Und nicht zu vergessen die ökologische Krise, die uns schon länger bedrängt: Umweltverschmutzung, Artensterben, Klimaerwärmung. Alle drei Krisen sind fundamental, treffen sie doch unsere Lebensnerve. Und sie zeigen uns deutlich, dass wir an Grenzen kommen. Ihre Botschaft ist klar: So, wie wir bislang gelebt haben, kann es offensichtlich nicht weitergehen. Wir betreiben Raubbau ans uns, an den Mitmenschen und an der Natur. Es braucht ein Umdenken, neue Lösungen.

Immer aufwärts, immer besser? Die Krisen fordern nicht nur die Gesellschaft, ja die Weltgemeinschaft als Ganze heraus, sondern auch jede und jeden von uns ganz persönlich. Haben wir vielleicht noch vor wenigen Jahren eher gedankenlos dahingelebt, in der Meinung, dass es wohl auf immer so weitergeht, immer aufwärts, immer besser, so werden wir nun zu Antworten und Entscheidungen herausgefordert: «Wie soll es mit mir weitergehen – Wie will ich eigentlich leben – Was gibt meinem Leben Sinn – Worauf will ich bauen?» Und plötzlich drängen sich auch die grossen Fragen der Menschheit in mir auf: «Woher komme ich eigentlich – Wieso bin ich hier – Wohin gehe ich?» Diese Fragen fordern uns existenziell heraus. Sie prägen unser Leben, die Art und Weise, wie wir leben.

Was lösen die gegenwärtigen Krisen bei mir aus?

Ich kann nun wieder den Bogen zur Schulbank schlagen: Das Wort «Krise » kommt nämlich vom altgriechischen «krinein», was so viel wie «trennen», «(unter-)scheiden» bedeutet. Mich selbst führt dies zu den Fragen: Was lösen in mir die gegenwärtigen Krisen aus? Will auch ich umdenken, mich von etwas trennen, mich unterscheiden von dem, was ich früher getan habe – wie ich mit anderen, der Natur und mit mir selbst umgegangen bin? Was – oder vielmehr ob – Krisen, die ich erlebe, auch die ganz persönlichen, etwas Positives bewirken, indem sie mich weiterbringen, liegt also in erster Linie bei uns. Es ist in unserer Hand, ob wir etwas daraus machen. Insofern kann also auch eine Krise ein wertvolles, sinnerfülltes Geschenk sein, wenn auch vielleicht erst auf den zweiten Blick.
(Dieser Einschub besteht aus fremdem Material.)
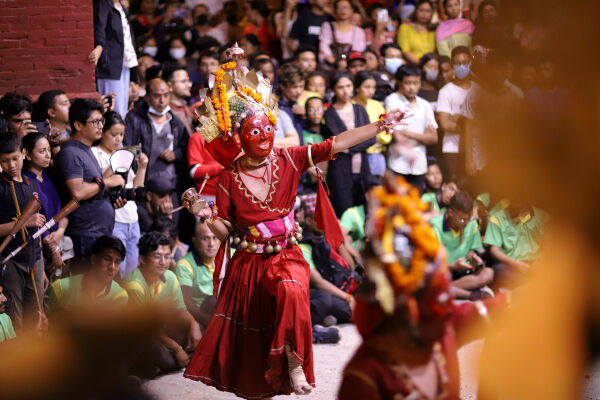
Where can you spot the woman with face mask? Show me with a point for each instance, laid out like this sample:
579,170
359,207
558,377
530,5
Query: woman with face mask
416,37
455,31
173,52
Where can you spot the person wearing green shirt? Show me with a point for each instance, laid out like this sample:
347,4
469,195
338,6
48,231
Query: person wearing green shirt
514,234
195,274
153,284
7,332
459,234
96,286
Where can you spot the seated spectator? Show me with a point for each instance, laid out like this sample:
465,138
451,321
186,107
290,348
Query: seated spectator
180,86
37,155
16,277
459,234
417,37
51,113
515,233
153,284
306,58
195,274
84,180
339,37
126,227
15,110
440,198
96,286
356,62
407,154
7,332
160,197
329,304
163,136
453,32
347,175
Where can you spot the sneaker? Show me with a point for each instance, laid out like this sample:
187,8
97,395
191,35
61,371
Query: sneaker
325,335
329,320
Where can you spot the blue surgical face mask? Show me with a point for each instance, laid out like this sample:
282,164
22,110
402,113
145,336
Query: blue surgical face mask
462,71
431,75
392,64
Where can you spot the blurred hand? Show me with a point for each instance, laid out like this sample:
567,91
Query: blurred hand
36,220
168,155
95,55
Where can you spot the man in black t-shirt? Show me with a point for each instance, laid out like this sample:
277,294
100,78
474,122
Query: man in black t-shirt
307,28
84,181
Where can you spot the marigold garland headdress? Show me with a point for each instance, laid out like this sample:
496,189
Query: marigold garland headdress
235,95
403,241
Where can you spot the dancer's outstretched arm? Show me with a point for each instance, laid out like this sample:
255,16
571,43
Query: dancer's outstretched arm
352,137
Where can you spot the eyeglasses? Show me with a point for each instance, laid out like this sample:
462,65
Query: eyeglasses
96,122
165,257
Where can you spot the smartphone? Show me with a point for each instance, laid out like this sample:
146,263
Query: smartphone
382,15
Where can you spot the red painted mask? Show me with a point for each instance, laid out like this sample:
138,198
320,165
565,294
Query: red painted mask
257,136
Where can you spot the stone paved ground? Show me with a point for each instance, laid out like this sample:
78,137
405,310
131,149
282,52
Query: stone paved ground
329,362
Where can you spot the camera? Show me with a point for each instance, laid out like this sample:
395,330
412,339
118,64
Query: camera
137,194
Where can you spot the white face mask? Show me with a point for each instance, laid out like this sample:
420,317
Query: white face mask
150,50
153,110
177,53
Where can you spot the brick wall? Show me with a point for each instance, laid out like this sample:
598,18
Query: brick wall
44,45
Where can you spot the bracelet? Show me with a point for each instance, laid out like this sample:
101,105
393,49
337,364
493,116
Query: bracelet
385,125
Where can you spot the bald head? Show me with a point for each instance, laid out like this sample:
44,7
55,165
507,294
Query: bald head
158,94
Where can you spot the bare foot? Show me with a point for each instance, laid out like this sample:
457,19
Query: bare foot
296,372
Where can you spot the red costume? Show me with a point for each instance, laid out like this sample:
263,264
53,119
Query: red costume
264,299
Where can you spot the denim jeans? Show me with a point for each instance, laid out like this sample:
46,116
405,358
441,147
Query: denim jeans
129,235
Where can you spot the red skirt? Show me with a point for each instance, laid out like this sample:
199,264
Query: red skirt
263,305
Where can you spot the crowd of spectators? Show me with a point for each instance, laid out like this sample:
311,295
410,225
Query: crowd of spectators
335,65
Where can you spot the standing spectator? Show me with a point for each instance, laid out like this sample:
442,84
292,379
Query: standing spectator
450,101
16,279
195,274
127,228
407,155
114,52
306,57
430,68
180,86
364,82
307,28
417,37
153,283
84,179
162,135
455,31
15,110
38,156
348,174
341,36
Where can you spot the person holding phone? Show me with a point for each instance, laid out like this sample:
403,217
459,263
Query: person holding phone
459,233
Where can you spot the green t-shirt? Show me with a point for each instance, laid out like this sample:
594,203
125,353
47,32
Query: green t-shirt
165,290
307,253
68,292
198,277
431,197
519,238
353,219
7,331
458,244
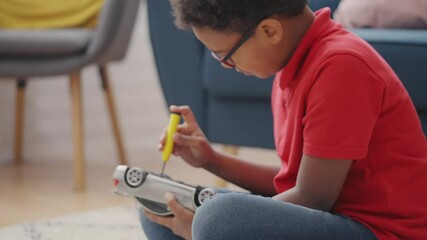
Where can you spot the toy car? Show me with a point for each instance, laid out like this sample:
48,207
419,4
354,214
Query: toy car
149,188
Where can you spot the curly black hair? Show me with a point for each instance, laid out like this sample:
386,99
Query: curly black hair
231,15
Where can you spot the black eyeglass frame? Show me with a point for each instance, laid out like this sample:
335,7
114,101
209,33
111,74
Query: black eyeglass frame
226,60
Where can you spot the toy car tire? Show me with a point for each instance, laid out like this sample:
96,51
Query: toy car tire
204,195
134,177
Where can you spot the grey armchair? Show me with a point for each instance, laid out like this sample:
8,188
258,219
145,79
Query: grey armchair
30,53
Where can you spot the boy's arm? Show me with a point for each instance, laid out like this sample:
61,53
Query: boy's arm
253,177
318,184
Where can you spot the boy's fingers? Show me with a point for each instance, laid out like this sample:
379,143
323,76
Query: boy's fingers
185,140
185,112
165,221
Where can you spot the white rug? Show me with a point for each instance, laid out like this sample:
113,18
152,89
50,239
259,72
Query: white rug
107,224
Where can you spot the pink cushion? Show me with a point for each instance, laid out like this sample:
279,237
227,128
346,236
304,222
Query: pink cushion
382,13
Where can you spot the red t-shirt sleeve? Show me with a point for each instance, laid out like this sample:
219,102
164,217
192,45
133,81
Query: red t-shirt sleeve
342,108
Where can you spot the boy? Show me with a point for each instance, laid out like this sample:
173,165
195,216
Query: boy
354,157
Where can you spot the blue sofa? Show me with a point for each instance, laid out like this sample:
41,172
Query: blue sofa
234,109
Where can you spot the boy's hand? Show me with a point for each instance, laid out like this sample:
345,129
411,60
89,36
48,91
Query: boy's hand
181,221
190,142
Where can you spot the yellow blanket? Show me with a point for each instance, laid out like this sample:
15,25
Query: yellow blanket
49,13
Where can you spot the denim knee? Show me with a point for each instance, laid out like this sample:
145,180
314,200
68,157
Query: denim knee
214,220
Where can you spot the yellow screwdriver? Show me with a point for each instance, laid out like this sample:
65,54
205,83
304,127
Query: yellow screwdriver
174,119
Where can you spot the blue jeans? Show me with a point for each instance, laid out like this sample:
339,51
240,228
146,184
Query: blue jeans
245,216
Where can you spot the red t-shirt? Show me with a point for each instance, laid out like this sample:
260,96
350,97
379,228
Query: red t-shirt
338,99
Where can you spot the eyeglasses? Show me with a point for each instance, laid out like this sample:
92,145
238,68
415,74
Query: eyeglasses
226,60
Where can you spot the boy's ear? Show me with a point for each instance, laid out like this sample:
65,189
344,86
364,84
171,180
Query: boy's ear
272,29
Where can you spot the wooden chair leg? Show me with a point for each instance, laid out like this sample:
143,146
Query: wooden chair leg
233,150
78,131
105,78
19,120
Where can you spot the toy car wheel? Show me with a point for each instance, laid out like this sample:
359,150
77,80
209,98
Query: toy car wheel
134,177
205,194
«Ob Krisen, die ich erlebe, auch die ganz persönlichen, etwas Positives bewirken, indem sie mich weiterbringen, liegt also in erster Linie bei uns.»

Pater Thomas Fässler

(*1984) ist seit 2006 Mönch im Kloster Einsiedeln. Er studierte Theologie, Geschichte sowie Latein und unterrichtet an der klösterlichen Stiftsschule, wo er auch als Schulseelsorger und Ministrantenbetreuer tätig ist.